Depends on what's being titrated. If it's a base, a small pKa makes the endpoint less defined, making the process harder, whereas if it's an acid, a big pKa does the same thing.

Explanation:

Since titrations are usually done with a strong base or acid (usually as a titrant since it's easier to find indicators for those) and the acid or base we want to analyze, I'll assume you're talking about the latter.

The $p {K}_{a}$ indicates the acidity of the compound, which means that the smaller it is, the stronger an acid it is.

The thing is, when the $p {K}_{a}$ is small, it starts to makes less of an impact on the pH, to the point that sometimes the effects of the self-ionization of water starts to make an impact on the system.

This is bad because during an acid-base titration, we monitor the pH of the system based on how many titrant we added. So the less of an impact the analyte makes, the easier it will be for the titrant to change the pH and then the endpoint will be harder to see. (The same concept applies to having dilute concentrations of stronger analytes, for example, a $0.0001 \frac{m o l}{L}$ sample of $H C l$ is just as bad as a very weak analyte.)

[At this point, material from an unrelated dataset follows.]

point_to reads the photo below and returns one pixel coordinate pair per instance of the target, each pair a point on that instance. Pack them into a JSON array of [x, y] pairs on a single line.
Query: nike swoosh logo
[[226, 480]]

Or, if you have a weak acid and a weak base, besides that, there's also, this, more theoretical approach:

The acid and the base have their ionization equations
$H A + {H}_{2} O \leftrightarrow {A}^{-} + {H}_{3} {O}^{+} {K}_{a} = \frac{\left[{A}^{-}\right] \left[{H}_{3} {O}^{+}\right]}{\left[H A\right]}$
$B + {H}_{2} O \leftrightarrow B {H}^{+} + O {H}^{-} {K}_{b} = \frac{\left[B {H}^{+}\right] \left[O {H}^{-}\right]}{\left[B\right]}$

If we sum the two self-ionization equations we'll get:
$H A + B + 2 {H}_{2} O \leftrightarrow B {H}^{+} + {A}^{-} + {H}_{3} {O}^{+} + O {H}^{-} {K}_{e q}$

And we can take out $2 {H}_{2} O \leftrightarrow {H}_{3} {O}^{+} + O {H}^{-} {K}_{w} = \left[{H}_{3} {O}^{+}\right] \left[O {H}^{-}\right]$

Which is pretty much what happens in these situations, see, for an example:

$C {H}_{3} C O O H + N {H}_{3} \leftrightarrow C {H}_{3} C O O N {H}_{4}$

$C {H}_{3} C O O N {H}_{4}$ dissolves in water, so we can write it as acetate and ammonia, separately.

So, in the ideal situation, we can say the equilibrium constant is:
${K}_{e q} = \frac{\left[{A}^{-}\right]}{\left[H A\right]} \cdot \frac{\left[B {H}^{+}\right]}{\left[B\right]} = \frac{{K}_{a} \cdot {K}_{b}}{K} _ w$

Which means that the smaller these values are, the smaller the equilibrium constant of the reaction is, and by consequence, the less inclined to the products it is, making the reaction as a whole harder to happen.